Sprachtherapie ist ein gemeinsamer Prozess zwischen Therapeuten, Patienten und Angehörigen auf der Grundlage einer vertrauensvollen Beziehung. In der Therapie werden Situationen geschaffen (z.B. Spielsituationen), in denen die Sprache als natürliches Kommunikationsmittel gebraucht wird. Eine ganzheitliche Therapie (d.h. Einbezug von Wahrnehmung, Motorik, Denken und Beratung) soll die Kommunikationsfähigkeit verbessern sowie Lern- und Entwicklungsprozesse anregen.
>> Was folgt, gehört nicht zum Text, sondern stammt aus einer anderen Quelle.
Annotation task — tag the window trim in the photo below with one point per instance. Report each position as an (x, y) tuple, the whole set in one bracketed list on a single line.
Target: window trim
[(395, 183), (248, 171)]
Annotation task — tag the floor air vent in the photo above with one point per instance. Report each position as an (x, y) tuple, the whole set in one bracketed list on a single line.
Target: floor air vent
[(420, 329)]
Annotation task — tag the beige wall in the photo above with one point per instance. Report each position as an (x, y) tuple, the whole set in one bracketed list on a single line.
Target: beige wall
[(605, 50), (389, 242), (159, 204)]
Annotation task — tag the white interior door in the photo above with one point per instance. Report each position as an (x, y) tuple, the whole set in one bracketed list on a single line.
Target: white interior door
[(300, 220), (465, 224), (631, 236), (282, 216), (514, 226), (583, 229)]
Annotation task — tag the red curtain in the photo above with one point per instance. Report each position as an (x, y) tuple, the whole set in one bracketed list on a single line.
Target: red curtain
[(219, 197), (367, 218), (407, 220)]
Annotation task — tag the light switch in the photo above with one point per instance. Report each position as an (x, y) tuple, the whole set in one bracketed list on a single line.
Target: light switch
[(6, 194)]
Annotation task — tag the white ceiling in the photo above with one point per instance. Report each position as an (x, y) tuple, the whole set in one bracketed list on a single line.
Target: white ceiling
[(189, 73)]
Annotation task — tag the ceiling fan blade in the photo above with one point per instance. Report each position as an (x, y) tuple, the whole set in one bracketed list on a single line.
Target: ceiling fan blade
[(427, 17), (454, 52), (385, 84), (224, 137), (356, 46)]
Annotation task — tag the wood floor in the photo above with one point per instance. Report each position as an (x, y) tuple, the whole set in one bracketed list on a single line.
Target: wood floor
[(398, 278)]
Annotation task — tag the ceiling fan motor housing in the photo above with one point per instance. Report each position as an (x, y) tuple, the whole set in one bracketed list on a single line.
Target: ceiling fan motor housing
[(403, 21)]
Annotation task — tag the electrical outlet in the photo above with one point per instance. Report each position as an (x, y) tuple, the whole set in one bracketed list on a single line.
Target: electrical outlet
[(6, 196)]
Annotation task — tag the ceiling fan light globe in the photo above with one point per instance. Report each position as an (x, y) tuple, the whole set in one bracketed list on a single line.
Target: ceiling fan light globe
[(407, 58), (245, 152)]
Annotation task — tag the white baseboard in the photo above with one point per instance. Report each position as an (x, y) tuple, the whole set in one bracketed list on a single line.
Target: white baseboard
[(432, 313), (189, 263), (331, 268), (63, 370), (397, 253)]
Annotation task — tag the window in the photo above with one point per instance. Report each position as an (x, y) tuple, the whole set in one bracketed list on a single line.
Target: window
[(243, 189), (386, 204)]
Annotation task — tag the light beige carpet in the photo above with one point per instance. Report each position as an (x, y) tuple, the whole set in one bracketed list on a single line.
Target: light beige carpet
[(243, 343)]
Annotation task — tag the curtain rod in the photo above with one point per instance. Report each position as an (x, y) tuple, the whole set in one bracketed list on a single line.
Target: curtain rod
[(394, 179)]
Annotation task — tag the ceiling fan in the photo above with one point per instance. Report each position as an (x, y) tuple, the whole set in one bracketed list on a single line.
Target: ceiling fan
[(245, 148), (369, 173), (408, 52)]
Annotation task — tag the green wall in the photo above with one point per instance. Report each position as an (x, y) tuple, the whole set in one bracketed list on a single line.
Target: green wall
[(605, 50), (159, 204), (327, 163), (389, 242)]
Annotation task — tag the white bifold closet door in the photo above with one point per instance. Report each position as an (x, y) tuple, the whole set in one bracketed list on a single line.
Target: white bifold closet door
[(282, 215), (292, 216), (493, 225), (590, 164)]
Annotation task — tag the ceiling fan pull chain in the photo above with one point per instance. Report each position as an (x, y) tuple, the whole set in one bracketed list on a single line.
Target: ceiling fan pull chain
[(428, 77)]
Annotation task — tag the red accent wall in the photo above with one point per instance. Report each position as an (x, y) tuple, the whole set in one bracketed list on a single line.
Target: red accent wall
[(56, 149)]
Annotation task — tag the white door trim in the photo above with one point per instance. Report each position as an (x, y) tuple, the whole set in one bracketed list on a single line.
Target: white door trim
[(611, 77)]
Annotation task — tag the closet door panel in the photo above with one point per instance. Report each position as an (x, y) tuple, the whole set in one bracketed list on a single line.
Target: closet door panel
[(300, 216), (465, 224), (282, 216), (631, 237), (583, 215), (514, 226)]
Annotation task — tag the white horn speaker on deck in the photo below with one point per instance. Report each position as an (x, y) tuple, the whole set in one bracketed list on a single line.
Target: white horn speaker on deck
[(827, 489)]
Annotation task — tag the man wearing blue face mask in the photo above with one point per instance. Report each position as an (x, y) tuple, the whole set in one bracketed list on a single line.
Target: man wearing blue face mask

Der interdisziplinäre Austausch, z.B. mit Mitarbeitern in den Kindertagesstätten, Frühfördereinrichtungen, Ergo- und Physiotherapeuten versteht sich in diesem Konzept von selbst.

Wer bekommt Sprachtherapie?

Sprachtherapie wird Kindern, z.B. aufgrund von Problemen in der Aussprache, bei einer Entwicklungs- oder einer Wahrnehmungsstörung verordnet.

Wann ist Sprachtherapie angezeigt?

Nach Bedarfsfeststellung, z.B. im Kindergarten durch den Sprachtherapeuten kann Ihr Haus-, oder Kinderarzt eine Heilmittelverordnung ausstellen in der die Anzahl der Therapiestunden und die Diagnose festgehalten werden. Mit dieser Verordnung ist somit eine Sprachtherapie im Kindergarten möglich.